Taken From NFLfanhouse.com

SAN DIEGO — Much of Chad Ochocinco’s media-savvy life is carefully crafted for maximum exposure. Sunday was not. Sunday, the actions and emotions were spontaneous. The Cincinnati Bengals wide receiver did not wear his friend Chris Henry’s jersey onto the field at Qualcomm Stadium, but he took a piece of his late teammate’s soul with him.

He hung the No. 15 jersey in a locker stall next to his. A “15” nameplate appeared above the empty locker.

“Surreal,” Bengals quarterback Carson Palmer called the past few days.

There is no script for how NFL teammates should act and react after a teammate suddenly dies. Henry, 26 and still finding his way in life after years of wrong turns, fell out of the bed of a moving pickup truck driven by his fianceé last Wednesday. Police described the incident in Charlotte, N.C., as a domestic dispute. He sustained catastrophic injuries.

Henry, on life support, died early Thursday, leaving behind three children, a shattered family and teammates, and an NFL fraternity shaken to its core.

On a team wracked by grief, Ochocinco was the most visibly crushed. He wept at his locker last Thursday, then poured out his heart on emotional UStream videos. And Ochocinco made certain that Henry would be remembered on Sunday.

It was a heavy burden, and uplifting at the same time, acting in memoriam while trying to win an important game. So it was no wonder that when Ochocinco slipped past the Chargers’ man coverage and caught a 49-yard touchdown pass from Palmer in the second quarter of what would be a taut 27-24 San Diego victory, the NFL’s most charismatic player reacted in the end zone.

He dropped to his knee and put his hands to the sky.
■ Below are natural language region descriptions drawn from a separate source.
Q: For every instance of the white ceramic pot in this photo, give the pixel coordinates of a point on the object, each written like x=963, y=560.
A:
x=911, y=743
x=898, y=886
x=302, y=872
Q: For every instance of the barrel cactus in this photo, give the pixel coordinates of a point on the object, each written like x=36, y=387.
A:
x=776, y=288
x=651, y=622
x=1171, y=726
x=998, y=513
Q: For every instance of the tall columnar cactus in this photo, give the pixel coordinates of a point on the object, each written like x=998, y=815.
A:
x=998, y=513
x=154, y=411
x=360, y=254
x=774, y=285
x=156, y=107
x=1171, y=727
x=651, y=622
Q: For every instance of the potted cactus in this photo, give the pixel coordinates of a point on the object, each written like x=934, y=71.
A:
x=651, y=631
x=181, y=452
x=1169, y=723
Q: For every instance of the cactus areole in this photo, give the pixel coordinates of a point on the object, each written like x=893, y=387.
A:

He seemed to be speaking. Was he calling out to Henry, the troubled young receiver Ochocinco tried to mentor the past five years, all for naught?

” ‘Slim.’ That’s it,” Ochocinco said with a smile, recalling his favorite nickname for Henry. “Eighty-five (Ochocinco’s number) plus 15 will always be 100 ways to be great. I just kept saying it over and over. It’s a little thing we had, and we just used to say it all the time. So I said it over and over and over.”

There was no agenda. “You don’t plan that. You can’t plan that,” Ochocinco said softly.